For a long time the Conservative party has had an easy ride, benefiting from the fear of socialism. Mrs Thatcher destroyed socialism but in so doing removed the motive of many to vote Conservative.
That is the central problem. We can no longer rely on an automatic vote. It means that politics will often be about personalities, and style as well as policy. In fact, there is much in this book that is well written and thoughtful. The Conservative party's best chance of getting elected is to convince people it has policies which will change their lives for the better. At the moment everyone believes that the next election is going to be about public services, but these things often change.
Conservative think tanks are not what they were: too many glossy pamphlets but not enough detail. William Hague had an impossible task as leader, but his greatest mistake was not to embark on his own root and branch review of policy. We didn't coopt the brightest and the best from the universities.
But Messrs Platt and Glendenning, in their chapters, highlight style and tone. In the Eighties the party needed a rhetoric that was tough and aggressive, because radical change was necessary. As the economic transformation was completed, the tone needed to alter, but it didn't. A gentler accent is still needed today.
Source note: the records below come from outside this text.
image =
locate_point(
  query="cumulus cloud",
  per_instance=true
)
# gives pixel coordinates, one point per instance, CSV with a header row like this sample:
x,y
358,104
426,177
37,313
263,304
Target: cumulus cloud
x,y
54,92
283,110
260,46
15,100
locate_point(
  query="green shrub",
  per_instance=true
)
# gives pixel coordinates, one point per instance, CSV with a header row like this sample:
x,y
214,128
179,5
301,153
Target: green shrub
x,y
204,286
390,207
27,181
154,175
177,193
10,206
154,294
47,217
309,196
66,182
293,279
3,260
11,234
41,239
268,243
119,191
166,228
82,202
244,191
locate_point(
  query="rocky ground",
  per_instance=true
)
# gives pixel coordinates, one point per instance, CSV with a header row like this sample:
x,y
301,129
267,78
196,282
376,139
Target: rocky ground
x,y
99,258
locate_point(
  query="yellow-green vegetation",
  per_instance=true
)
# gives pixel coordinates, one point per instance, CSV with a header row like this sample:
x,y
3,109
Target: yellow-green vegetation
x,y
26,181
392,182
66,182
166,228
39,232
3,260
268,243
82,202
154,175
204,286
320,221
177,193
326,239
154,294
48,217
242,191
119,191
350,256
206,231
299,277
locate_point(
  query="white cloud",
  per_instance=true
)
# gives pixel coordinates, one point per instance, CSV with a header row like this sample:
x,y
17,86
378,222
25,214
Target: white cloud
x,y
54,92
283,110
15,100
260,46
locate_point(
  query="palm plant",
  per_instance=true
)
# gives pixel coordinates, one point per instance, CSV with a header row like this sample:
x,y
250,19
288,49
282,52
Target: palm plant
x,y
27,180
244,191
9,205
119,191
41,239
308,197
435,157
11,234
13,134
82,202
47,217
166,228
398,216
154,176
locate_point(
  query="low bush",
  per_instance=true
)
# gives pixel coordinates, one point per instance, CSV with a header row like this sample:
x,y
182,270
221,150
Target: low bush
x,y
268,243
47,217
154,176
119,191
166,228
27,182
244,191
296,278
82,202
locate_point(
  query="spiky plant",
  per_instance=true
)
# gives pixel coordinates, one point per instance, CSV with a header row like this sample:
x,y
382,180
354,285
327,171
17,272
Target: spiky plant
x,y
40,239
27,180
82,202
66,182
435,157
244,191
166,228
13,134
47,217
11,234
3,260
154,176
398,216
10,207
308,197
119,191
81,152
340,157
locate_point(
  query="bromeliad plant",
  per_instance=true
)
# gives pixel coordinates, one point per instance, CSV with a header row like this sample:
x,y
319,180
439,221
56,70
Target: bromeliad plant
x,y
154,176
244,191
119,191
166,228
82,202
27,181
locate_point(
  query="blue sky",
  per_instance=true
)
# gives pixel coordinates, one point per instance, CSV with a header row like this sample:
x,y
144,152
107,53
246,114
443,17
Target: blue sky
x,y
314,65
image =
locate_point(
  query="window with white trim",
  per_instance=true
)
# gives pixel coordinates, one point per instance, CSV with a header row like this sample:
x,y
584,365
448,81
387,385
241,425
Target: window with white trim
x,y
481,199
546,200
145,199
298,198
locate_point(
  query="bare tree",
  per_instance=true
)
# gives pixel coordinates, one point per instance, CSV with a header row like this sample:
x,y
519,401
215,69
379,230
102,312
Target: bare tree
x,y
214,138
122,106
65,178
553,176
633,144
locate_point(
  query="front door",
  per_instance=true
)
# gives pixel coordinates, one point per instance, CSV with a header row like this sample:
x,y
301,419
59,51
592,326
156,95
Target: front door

Rightly, the authors stress that the Conservative party desperately needs to open up the party to ethnic minorities. One issue, as Norman Tebbitt has pointed out, that attracted support from mosques, synagogues and black evangelical churches was Section 28. Re-opening that issue might conflict with 'greater inclusivity'.
The Conservative party's situation is difficult but not impossible. It faces the same dilemma of right-wing parties all over the world. But the Right has fought back in the United States, Spain and, most surprisingly of all, Italy.
The best essays in this book address modern values from a traditional setting. Aidan Rankin, in a brilliant contribution, identifies the strength of the Conservative party as its absence of dogma, and so firmly rejects a rigid political correctness that rides roughshod over individual differences and favours certain groups while casting others as villains. Same-sex relationships cannot be reduced to ideological totems. His prescription is that Tories should start thinking of themselves as 'Post-Modern Traditionalists' — Burke in a world of internet cafés and plate-glass architecture? That may sound paradoxical, nonsensical, impossible to others. It doesn't sound much like lain Duncan Smith. But it is exactly what the Conservative party has to embrace.